The "Natural Rate" of Population Growth?

The population growth rate graph, again:

Graph #1: A Natural Rate of Population Growth?
I put a line on there in red, suggesting what looks to me to be a "natural" rate of population growth since the 1960s, or anyway a rate from which the actual rate is sometimes disturbed and to which it apparently desires to return.

Don't be outraged; it's just an impression.

Anyway, when I look at the blue line after 1960 I see what looks like one particularly large and long-lasting disturbance:

Graph #2: A Large Disturbance beginning around 1990
For some reason, I had in mind that this large disturbance was a result of immigration as opposed to the other thing. I don't know why I thought immigration, but I did. For the longest time.

Maybe I read it somewhere, and then forgot. Anyway, I finally tracked it down and yes, it looks like immigration caused that disturbance. The next graph is part of an image presented by weforum:

Graph #3: from World Economic Forum
There looks to be a pretty consistent uptrend since about 1950 on this graph. But just around 1990 there is one particularly large spike. It shows a tripling, from about 600 thousand to about 1800 thousand immigrants, and it attributes the spike to "IRCA legislation".
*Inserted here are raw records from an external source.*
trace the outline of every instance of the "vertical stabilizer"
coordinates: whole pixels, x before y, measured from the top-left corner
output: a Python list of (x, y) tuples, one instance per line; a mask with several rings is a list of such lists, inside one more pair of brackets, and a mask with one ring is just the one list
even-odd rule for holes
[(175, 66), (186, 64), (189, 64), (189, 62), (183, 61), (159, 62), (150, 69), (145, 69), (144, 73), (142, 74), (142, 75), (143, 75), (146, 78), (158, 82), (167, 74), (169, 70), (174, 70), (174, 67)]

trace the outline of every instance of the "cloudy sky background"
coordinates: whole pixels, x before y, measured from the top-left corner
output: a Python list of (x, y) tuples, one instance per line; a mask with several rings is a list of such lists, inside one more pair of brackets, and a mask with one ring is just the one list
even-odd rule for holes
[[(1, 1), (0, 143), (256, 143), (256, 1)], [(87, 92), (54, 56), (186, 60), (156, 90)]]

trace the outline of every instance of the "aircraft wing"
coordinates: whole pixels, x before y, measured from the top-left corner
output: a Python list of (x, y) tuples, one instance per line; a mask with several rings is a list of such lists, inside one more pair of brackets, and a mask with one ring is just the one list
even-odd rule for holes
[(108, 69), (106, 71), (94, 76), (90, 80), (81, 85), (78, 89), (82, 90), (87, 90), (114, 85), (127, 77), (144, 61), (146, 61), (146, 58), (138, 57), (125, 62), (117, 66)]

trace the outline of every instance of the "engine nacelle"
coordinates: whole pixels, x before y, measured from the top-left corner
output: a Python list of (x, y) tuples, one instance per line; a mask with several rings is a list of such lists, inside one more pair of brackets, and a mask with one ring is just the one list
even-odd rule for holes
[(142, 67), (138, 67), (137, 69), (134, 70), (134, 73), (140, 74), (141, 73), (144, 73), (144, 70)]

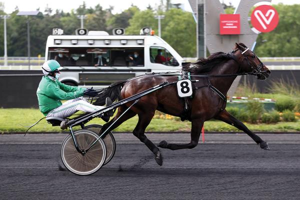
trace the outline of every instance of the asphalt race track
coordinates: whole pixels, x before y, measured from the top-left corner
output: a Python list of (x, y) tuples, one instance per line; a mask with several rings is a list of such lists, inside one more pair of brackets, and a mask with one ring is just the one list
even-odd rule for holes
[[(162, 166), (132, 134), (90, 176), (62, 166), (64, 134), (0, 135), (1, 200), (299, 200), (300, 134), (260, 134), (271, 150), (244, 134), (206, 134), (192, 150), (162, 150)], [(189, 134), (148, 134), (184, 142)]]

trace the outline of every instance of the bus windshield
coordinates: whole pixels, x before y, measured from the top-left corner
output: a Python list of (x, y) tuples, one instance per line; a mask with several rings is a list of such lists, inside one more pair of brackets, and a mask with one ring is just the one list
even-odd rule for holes
[(50, 48), (48, 60), (61, 66), (144, 66), (144, 48)]

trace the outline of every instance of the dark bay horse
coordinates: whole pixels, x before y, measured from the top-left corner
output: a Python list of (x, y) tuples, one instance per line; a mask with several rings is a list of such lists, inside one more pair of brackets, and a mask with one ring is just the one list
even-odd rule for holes
[[(266, 79), (270, 76), (270, 71), (253, 52), (243, 44), (236, 43), (232, 52), (227, 54), (222, 52), (214, 54), (207, 58), (201, 58), (196, 62), (191, 64), (190, 67), (185, 70), (190, 72), (192, 80), (199, 80), (198, 85), (200, 86), (194, 90), (192, 98), (189, 100), (188, 110), (184, 110), (184, 100), (178, 96), (176, 86), (172, 85), (142, 97), (116, 122), (110, 130), (114, 130), (124, 122), (137, 114), (138, 121), (133, 130), (133, 134), (154, 154), (155, 160), (160, 165), (162, 164), (162, 158), (158, 146), (172, 150), (194, 148), (198, 144), (204, 122), (212, 118), (220, 120), (236, 126), (248, 134), (257, 144), (260, 144), (262, 148), (269, 150), (266, 142), (254, 134), (242, 122), (226, 111), (226, 100), (221, 98), (222, 96), (224, 97), (226, 96), (236, 77), (236, 75), (234, 75), (236, 74), (247, 72), (256, 75), (260, 80)], [(200, 78), (196, 76), (197, 74), (230, 76)], [(233, 76), (230, 76), (230, 74)], [(176, 76), (144, 76), (116, 84), (106, 89), (104, 92), (106, 95), (101, 95), (110, 96), (113, 100), (117, 98), (120, 100), (164, 82), (171, 82), (178, 80), (178, 77)], [(206, 86), (208, 84), (210, 84), (221, 94), (218, 94), (217, 92), (212, 90), (212, 87)], [(94, 104), (98, 105), (102, 104), (102, 100), (99, 98)], [(132, 102), (128, 103), (120, 107), (116, 116), (104, 124), (102, 132), (114, 122), (132, 104)], [(164, 140), (156, 146), (148, 140), (144, 134), (144, 131), (154, 116), (156, 110), (180, 116), (182, 118), (185, 118), (192, 122), (190, 142), (178, 144), (170, 144)]]

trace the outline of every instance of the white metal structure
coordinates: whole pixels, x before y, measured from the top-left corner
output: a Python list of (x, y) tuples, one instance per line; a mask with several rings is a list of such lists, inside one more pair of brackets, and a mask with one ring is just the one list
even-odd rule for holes
[[(98, 32), (98, 35), (93, 32), (84, 36), (48, 36), (45, 60), (56, 59), (60, 62), (58, 56), (63, 54), (69, 61), (72, 60), (68, 63), (60, 63), (64, 67), (60, 81), (86, 87), (103, 87), (146, 72), (178, 70), (184, 62), (171, 46), (157, 36)], [(136, 52), (142, 62), (135, 64), (132, 62)], [(158, 63), (158, 54), (164, 58), (164, 62)], [(98, 58), (97, 64), (96, 55), (105, 58)]]

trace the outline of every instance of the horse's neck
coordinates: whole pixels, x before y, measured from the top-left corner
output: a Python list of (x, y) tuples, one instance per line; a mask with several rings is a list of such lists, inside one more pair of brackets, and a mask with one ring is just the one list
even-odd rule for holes
[[(233, 60), (224, 62), (219, 66), (214, 68), (210, 72), (212, 75), (232, 74), (238, 73), (240, 65)], [(212, 84), (224, 94), (226, 95), (236, 76), (216, 77), (210, 78)]]

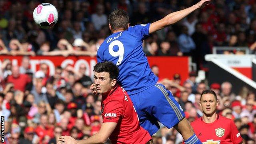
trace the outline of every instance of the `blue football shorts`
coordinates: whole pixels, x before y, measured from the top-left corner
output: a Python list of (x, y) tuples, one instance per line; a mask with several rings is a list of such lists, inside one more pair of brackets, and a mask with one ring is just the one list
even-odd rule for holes
[(170, 128), (185, 117), (180, 105), (162, 84), (156, 84), (129, 96), (139, 116), (140, 126), (151, 136), (160, 128), (158, 122)]

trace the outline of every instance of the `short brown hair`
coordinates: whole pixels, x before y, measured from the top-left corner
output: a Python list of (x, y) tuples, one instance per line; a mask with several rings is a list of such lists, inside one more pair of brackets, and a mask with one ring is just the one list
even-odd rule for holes
[(128, 13), (124, 10), (116, 9), (109, 15), (108, 22), (113, 30), (123, 28), (126, 30), (129, 24)]

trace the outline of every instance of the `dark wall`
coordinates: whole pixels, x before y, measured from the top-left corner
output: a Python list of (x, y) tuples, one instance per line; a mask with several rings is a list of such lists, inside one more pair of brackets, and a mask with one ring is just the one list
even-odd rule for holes
[(250, 90), (256, 92), (255, 89), (236, 76), (230, 73), (213, 62), (208, 62), (209, 67), (208, 79), (209, 85), (214, 82), (218, 82), (221, 84), (224, 82), (228, 81), (232, 84), (233, 86), (232, 91), (236, 94), (238, 94), (242, 88), (245, 86), (249, 88)]

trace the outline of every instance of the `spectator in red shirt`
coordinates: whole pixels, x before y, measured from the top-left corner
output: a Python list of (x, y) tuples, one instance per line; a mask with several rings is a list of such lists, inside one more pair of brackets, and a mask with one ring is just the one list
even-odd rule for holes
[(48, 126), (48, 116), (46, 114), (43, 114), (40, 117), (40, 123), (39, 125), (36, 128), (35, 132), (39, 137), (40, 142), (42, 142), (44, 138), (46, 136), (50, 138), (54, 137), (53, 129), (52, 128), (49, 128)]
[(26, 85), (31, 82), (31, 79), (26, 74), (20, 74), (19, 66), (14, 66), (12, 68), (12, 75), (7, 78), (7, 82), (12, 83), (15, 90), (25, 92)]

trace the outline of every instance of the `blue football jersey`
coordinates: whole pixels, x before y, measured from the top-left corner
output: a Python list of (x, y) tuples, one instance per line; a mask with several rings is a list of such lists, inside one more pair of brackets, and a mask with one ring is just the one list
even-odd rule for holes
[(118, 82), (130, 95), (154, 86), (158, 80), (142, 50), (142, 41), (149, 34), (150, 25), (131, 26), (125, 31), (112, 34), (97, 52), (98, 62), (112, 62), (118, 67)]

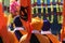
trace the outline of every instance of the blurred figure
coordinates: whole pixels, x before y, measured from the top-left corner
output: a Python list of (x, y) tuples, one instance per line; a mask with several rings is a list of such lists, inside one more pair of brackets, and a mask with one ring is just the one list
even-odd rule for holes
[(21, 38), (20, 43), (50, 43), (48, 38), (40, 33), (41, 27), (43, 25), (42, 19), (40, 19), (39, 17), (31, 18), (30, 25), (32, 26), (31, 33), (29, 35), (28, 34), (23, 35)]
[(17, 1), (18, 0), (13, 0), (10, 4), (8, 26), (11, 28), (11, 30), (14, 29), (13, 18), (20, 14), (20, 3), (17, 3)]

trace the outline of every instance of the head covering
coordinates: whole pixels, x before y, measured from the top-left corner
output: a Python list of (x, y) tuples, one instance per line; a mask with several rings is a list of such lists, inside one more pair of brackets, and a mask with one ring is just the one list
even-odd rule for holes
[(43, 20), (40, 19), (39, 17), (35, 17), (31, 19), (31, 26), (35, 30), (41, 30), (43, 25)]
[(15, 13), (15, 11), (17, 11), (18, 8), (20, 8), (20, 4), (17, 3), (17, 1), (13, 1), (13, 2), (10, 4), (10, 12), (11, 12), (11, 13)]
I looked it up. IRCA is the Immigration Reform and Control Act of 1986. So yeah, immigration in this case. But I still see it as a disturbance or deviation from the "natural" tendencies which arise as an outgrowth of economic conditions.

1 comment:

The Arthurian said...

Ivan Kitov says there is a correction to population every 10 years, as a result of the census. He observes that
"I had to redistribute all known bumps back into their past and obtained relatively smooth time series. This simple procedure did not work well in 1991".